I’ve had the opportunity to give retreats and parish missions for a number of years. One of my retreat themes is entitled “From Here to Eternity.” This is a series of conferences that follows our journey from birth to death and into eternity. In my opening conference, I give each person a sheet of paper with a straight line drawn horizontally across it. I ask my listeners to put their date of birth at the beginning of the line and the present date at the end of the line and then their “half life” right in the middle.

I ask them to spend some time with this illustration and over the next few days, marking along their “lifeline” moments and events that have been truly significant for them over the years. Invariably, some events have been positive and happy, others have been difficult and sad moments. Successes alternate with failures. People respond quickly to this task. For most, this is the first time they have examined their lives in this way.

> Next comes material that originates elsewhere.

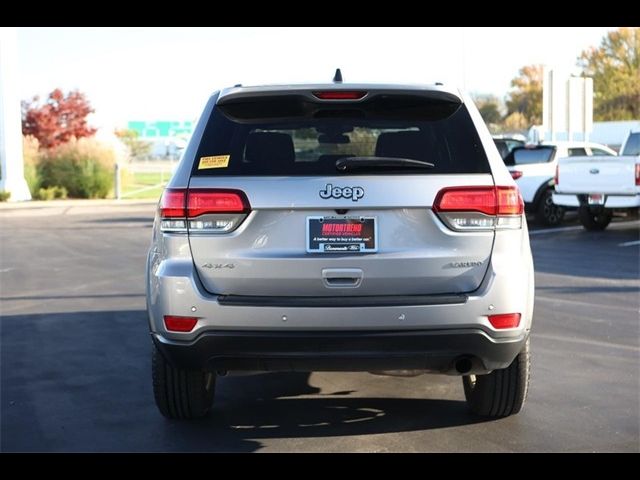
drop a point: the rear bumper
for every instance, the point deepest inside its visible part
(437, 351)
(612, 201)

Let’s say you are 50 years old. Your “half life” would be 25. Most people smile to themselves as they realize how much more they know at 50 than they did at 25. I’m 76, so my half life is 38. As I look back, I realize how much I didn’t know and how much more I needed to learn—and indeed would learn—about myself over the next 38 years.

We Can Reflect on the Whole Journey

People note the big events—marriages, births of children, sicknesses and death, gains and losses. They are also aware regrets and missed opportunities. It is amazing how many moments come to mind when we take some time to reflect on our past. More than a few moments in our lives have been truly significant and sometimes life changing.

Much wisdom comes with age, but we also recognize that wisdom results from experience, and most experience is gained as a result of our mistakes and failures. Most people look back and realize that growing in wisdom can be painful. The so-called midlife crisis is often the result of decisions from which we cannot turn back.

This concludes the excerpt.